Les scénarios de UFO ne sont pas formidables, on peut les comparer à ceux de Thunderbirds : une alerte est déclenchée, il faut détruire les extra-terrestres, les forces du SHADO se mettent en branle, chaque corps d’armée tente quelque chose, ça rate, mais heureusement, in extremis, le dernier arrivé parvient à envoyer le bon missile au bon moment. Boum ! Certaines intrigues sont complètement invraisemblables et tirées par les cheveux. De nombreux thèmes perturbants (lavage de cerveau, contrôle mental, prélèvement d’organes,…) sont évoqués, mais le spectateur ne se sent jamais vraiment inquiet, nous sommes loin des sentiments paranoïaques suscités trois ans plus tôt par Les Envahisseurs ou Le Prisonnier.

Comme dans leurs autres séries, les Anderson ne se gênent pas pour réemployer les mêmes séquences : décollage d’un engin, arrivé en voiture dans le studio, départ des pilotes, etc. Je me rappelle que, enfant, je prenais un certain plaisir à identifier les séquences redondantes dans Cosmos 1999 ou les Thunderbirds. Cette cinématographie économique est tout de même un peu lassante à la longue et donne l’impression d’une série extrêmement répétitive.
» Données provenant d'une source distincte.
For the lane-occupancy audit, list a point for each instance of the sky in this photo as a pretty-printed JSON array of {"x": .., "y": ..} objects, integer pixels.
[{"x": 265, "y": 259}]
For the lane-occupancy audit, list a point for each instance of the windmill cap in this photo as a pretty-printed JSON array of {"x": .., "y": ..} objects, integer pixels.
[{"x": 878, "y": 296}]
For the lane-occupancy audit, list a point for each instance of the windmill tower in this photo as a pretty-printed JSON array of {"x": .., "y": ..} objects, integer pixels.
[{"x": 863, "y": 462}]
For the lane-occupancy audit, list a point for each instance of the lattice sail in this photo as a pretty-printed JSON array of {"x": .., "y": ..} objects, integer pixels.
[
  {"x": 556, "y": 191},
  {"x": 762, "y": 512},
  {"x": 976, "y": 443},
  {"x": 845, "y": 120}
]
Ce qui frappe, par contre, c’est l’ambiance visuelle de la série. Manifestement inspirés par 2001 : L’Odyssée de l’espace, les producteurs mélangent les véhicules-jouets et les uniformes de Thunderbirds à du design sixties-seventies futuriste où les meubles sont faits de plastique moulé oranges et où les costumes (tous dus à Sylvia Anderson) sont très variés. L’aspect général, tout en la préfigurant, est assez éloignée de la forme plutôt pure de Cosmos 1999. Entre autres détails, on remarque de nombreuses œuvres d’art qui rappellent l’art cinétique ou cybernétique — derrière le bureau de Straker on voit par exemple un tableau animé qui rappelle le Mur lumière ou le Lumino de Nicolas Schöffer.
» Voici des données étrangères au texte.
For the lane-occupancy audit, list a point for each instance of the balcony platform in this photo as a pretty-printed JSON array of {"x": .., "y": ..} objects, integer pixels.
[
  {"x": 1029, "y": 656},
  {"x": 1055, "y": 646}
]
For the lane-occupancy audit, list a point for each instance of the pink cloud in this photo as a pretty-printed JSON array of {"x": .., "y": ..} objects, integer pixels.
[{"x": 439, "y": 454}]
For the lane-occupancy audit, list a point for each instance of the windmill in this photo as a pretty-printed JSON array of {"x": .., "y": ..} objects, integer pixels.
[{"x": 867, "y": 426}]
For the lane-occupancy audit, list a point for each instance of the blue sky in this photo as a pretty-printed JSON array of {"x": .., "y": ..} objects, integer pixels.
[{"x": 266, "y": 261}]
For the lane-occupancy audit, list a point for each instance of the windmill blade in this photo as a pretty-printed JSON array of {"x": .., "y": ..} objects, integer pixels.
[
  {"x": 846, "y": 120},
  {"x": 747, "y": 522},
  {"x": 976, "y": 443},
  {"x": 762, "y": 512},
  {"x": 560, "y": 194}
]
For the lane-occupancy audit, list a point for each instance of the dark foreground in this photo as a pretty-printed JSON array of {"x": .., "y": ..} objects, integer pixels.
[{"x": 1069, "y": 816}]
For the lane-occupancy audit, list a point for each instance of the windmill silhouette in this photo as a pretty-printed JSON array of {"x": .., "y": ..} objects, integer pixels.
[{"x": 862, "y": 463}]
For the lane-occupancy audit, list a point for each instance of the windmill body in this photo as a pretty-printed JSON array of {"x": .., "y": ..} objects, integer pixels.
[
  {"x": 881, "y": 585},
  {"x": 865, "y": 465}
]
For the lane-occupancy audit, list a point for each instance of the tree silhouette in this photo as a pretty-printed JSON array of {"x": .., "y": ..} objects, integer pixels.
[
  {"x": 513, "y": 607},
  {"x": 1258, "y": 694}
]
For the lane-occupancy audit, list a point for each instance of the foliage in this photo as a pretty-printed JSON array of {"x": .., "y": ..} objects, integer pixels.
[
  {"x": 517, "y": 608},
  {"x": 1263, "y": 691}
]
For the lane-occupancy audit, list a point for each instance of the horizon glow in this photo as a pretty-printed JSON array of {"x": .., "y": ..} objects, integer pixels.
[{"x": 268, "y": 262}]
Le monde de 1980, vu par Gerry et Sylvia Anderson, est un monde plus ou moins pacifié2 , où, comme dans Star Trek, les questions de conflits raciaux appartiennent à l’histoire ancienne et où les femmes sont prises au sérieux (comme militaires ou comme scientifiques, par exemple) tout en ayant le droit de s’apprêter avec soin et de montrer leurs jambes — possibilité qui s’avère fortement exploitée par le scénario. On notera entre autres, dans le premier épisode, une séquence pendant laquelle la charmante Gay Ellis s’habille derrière un miroir sans tain, tandis qu’un de ses collègues — qui ne peut la voir, mais nous ne le comprenons pas instantanément — lui parle.
Certains éléments de prospective technologique sont assez pertinents et s’intègrent avec un grand naturel dans l’univers de la série : la visio-conférence, les téléphones sans fil ou encore les téléphones portatifs (téléphone montre, par exemple).
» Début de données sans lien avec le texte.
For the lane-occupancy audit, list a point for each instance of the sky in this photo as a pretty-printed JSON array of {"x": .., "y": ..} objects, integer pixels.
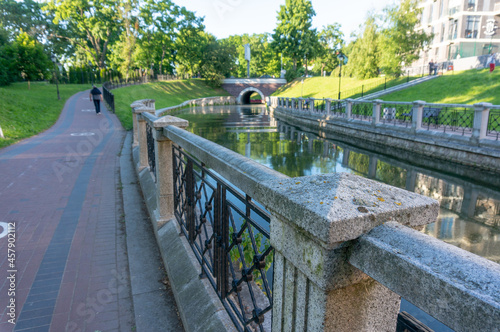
[{"x": 224, "y": 18}]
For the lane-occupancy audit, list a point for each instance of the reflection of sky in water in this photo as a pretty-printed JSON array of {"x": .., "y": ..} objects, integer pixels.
[{"x": 466, "y": 215}]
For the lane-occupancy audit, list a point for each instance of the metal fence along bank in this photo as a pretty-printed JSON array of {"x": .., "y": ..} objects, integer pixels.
[{"x": 247, "y": 248}]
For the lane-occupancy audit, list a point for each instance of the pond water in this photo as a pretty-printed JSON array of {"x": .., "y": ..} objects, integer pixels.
[{"x": 470, "y": 206}]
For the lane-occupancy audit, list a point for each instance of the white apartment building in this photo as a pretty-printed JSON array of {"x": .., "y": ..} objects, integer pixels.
[{"x": 461, "y": 28}]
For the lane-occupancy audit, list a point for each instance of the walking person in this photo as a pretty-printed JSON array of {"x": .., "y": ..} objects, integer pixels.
[
  {"x": 491, "y": 62},
  {"x": 95, "y": 95}
]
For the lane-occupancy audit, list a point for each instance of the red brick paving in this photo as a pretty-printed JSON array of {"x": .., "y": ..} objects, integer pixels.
[{"x": 40, "y": 184}]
Parmi les choses finalement bien vues dans UFO, il y a l’omniprésence des ordinateurs. Il s’agit pour l’essentiel de mini-ordinateurs équipés de lecteurs de bandes magnétiques et de boutons clignotant dans tous les sens, selon une esthétique installée depuis le milieu des années 19503 . On voit aussi de nombreux postes d’observation-radar semblables à ceux du projet Whirlwind de l’armée de l’air américaine. Des écrans affichent des messages en gros caractères, mais servent aussi à montrer des animations abstraites semblables à celles de John Whitney pour Westworld (1973). On les distingue mal mais cette utilisation décorative de l’affichage informatique, qui nous évoque anachroniquement les économiseurs d’écran inventés bien plus tard et qui s’inspire des osciloscopes, est d’une grande nouveauté pour l’époque.

Dans UFO, on trouve aussi un ordinateur autonome, SID (Space Intruder Detector), un satellite artificiel vide de toute présence humaine qui passe son temps à guetter l’arrivée de nouveaux objets volants extra-terrestres et à signaler leur activité. L’intérieur du satellite est composé de murs colorés. Lorsque l’ordinateur envoie un message, c’est avec une voix humaine dénuée d’affect.

Cet ordinateur, qu’on ne peut pas vraiment qualifier d’intelligence artificielle (ses messages obéissent à un protocole assez strict), est sans aucun doute inspiré par HAL 9000 (voix neutre, panneaux colorés qui rappellent la pièce où se trouvent les mémoires de HAL dans 2001), mais il semble « psycho-robotiquement » plus solide.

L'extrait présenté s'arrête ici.